Je suis guérie de la plainte en croyant sur parole la sentence du Créateur: “Cela est juste et bon.”
Où étais-je, à vrai dire, quand il créa la terre et en éprouva la joie, quand les “étoiles du matin chantèrent en choeur et tous les fils de Dieu exultèrent”? Je n'étais pas là et ce n'est pas à moi que fut demandé un jugement.
Il m'appartient, en dépit de la menace, de prendre appui sur ce jugement premier. Il est l'unique sécurité, tout à la fois mince et immense, qui accompagne nos élans vitaux.
Quoi qu'il m'arrive, il est juste et bon que le monde soit, il est juste et bon que je participe, de façon tout-à-fait éphémère, à quelque chose de plus grand que moi. Et que ma marche fragile prenne appui sur la solidité des montagnes qui me survivront longtemps encore.
Après m'avoir fait abandonner la peau morte d'une foi puérile que seul un réel conciliant parvenait à conforter dans ses calculs, la réponse de Dieu m'a éveillée à une foi d'adulte. Paradoxalement, cette foi d'adulte, cette foi sans filet dogmatique, me replonge dans les saveurs de mon enfance. Ce vaste espace de ma vie où rien n'était encore construit et où le sentiment d'une Grandeur me parcourait de frissons. Cette Grandeur qui n'était pas la mienne et qui pourtant ne me rabaissait pas. La Grandeur qui suscitait le désir et les plus sains de mes élans.
(Epilogue)
Alors que j'achève l'écriture de ce livre, je jette mon rituel coup d'oeil par la fenêtre. C'est l'attente un peu inquiète du retour de l'école, je guette le chemin de terre d'où je verrai mes enfants sortir de la forêt.

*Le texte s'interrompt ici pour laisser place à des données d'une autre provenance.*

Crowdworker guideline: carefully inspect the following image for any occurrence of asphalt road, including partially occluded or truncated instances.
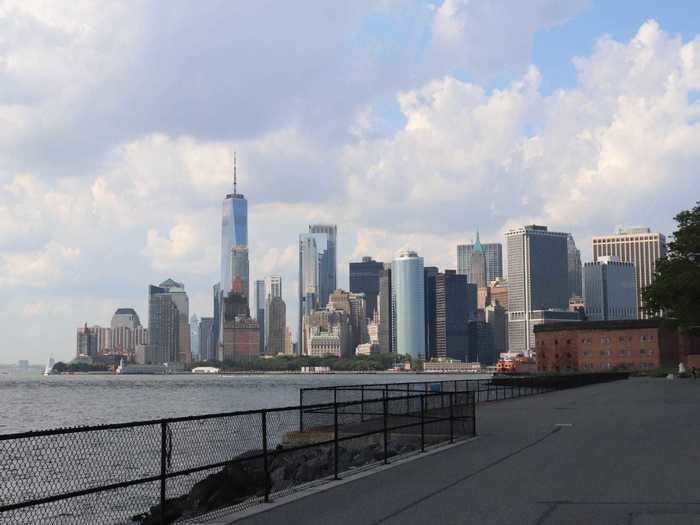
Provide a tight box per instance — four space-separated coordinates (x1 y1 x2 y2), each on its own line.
220 377 700 525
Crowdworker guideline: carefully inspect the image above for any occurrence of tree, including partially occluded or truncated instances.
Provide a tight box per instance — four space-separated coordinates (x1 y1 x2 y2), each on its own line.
643 202 700 328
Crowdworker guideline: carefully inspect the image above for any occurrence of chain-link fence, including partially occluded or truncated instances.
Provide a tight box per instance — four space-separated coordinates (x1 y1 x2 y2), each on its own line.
299 372 631 428
0 390 475 525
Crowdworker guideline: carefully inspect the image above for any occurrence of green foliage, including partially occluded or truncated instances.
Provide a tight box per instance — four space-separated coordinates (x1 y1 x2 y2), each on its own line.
52 361 110 373
191 353 402 372
643 202 700 328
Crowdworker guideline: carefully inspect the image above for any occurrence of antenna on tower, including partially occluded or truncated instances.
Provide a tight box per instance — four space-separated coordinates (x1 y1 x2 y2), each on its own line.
233 152 237 195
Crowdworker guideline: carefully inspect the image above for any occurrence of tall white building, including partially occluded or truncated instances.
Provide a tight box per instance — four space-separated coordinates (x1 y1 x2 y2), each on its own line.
505 225 569 356
583 256 638 321
592 227 666 318
392 250 426 360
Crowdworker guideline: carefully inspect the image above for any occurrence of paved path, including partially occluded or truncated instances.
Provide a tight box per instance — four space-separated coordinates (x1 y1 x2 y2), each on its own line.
225 378 700 525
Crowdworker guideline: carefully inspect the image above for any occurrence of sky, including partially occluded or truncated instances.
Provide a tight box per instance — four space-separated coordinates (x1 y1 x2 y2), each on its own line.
1 0 699 364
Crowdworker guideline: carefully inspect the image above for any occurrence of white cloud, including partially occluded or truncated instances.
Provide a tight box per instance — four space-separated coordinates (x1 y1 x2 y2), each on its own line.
1 7 699 363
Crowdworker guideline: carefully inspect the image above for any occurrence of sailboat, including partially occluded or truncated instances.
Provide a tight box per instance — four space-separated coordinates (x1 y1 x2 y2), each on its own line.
43 357 56 376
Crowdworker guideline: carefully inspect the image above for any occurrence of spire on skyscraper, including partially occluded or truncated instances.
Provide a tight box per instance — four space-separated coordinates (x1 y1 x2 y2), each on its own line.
233 151 237 196
474 228 483 253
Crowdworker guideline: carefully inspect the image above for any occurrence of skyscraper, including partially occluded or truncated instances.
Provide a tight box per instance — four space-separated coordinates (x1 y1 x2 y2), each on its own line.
567 234 583 299
309 224 337 307
265 296 286 355
189 314 200 361
198 317 214 361
349 257 384 320
267 275 282 299
423 266 439 360
592 227 667 317
392 250 426 360
254 280 265 354
148 279 191 364
221 155 248 297
457 235 503 284
583 256 637 321
505 225 569 355
298 225 337 350
378 265 392 354
468 233 488 287
434 270 470 362
218 155 249 346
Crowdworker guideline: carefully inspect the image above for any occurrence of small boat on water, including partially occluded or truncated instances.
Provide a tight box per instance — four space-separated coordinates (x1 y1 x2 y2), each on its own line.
43 357 56 376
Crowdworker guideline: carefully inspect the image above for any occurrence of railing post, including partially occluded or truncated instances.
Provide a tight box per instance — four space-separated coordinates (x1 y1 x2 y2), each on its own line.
472 391 477 436
160 421 167 525
360 385 365 422
334 400 339 479
383 394 389 464
299 390 304 433
262 411 270 502
449 392 454 444
420 394 425 453
406 383 410 415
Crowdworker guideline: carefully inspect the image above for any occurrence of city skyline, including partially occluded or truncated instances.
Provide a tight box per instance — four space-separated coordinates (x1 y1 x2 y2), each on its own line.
3 4 700 363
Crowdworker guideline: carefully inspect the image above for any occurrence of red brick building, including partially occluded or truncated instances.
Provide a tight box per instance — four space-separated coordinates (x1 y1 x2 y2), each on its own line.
222 317 260 361
534 320 680 373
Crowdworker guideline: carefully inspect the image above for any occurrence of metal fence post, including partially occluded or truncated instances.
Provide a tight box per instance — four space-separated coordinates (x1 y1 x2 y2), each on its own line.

Mon coeur gonfle d'une joie toute neuve à chacune de leurs apparitions. Aujourd'hui, je les vois courir en brandissant des bras victorieux vers le ciel. Ils m'aperçoivent à la fenêtre ouverte:
– Maman, maman, on a vu trois immenses cerfs! Ils ont traversé le chemin à quelques mètres devant nous!
Ils portent des sourires à vous faire éclater la poitrine.
On côtoie bien des gouffres et bien des merveilles, même en une toute petite vie. Cette immense petite vie de mon fils, que je dois à une grâce que je ne sais pas nommer – une grâce étrangère à toute justice. On côtoie bien des questions et à portée de vie, l'infinie possibilité de débusquer la Majesté.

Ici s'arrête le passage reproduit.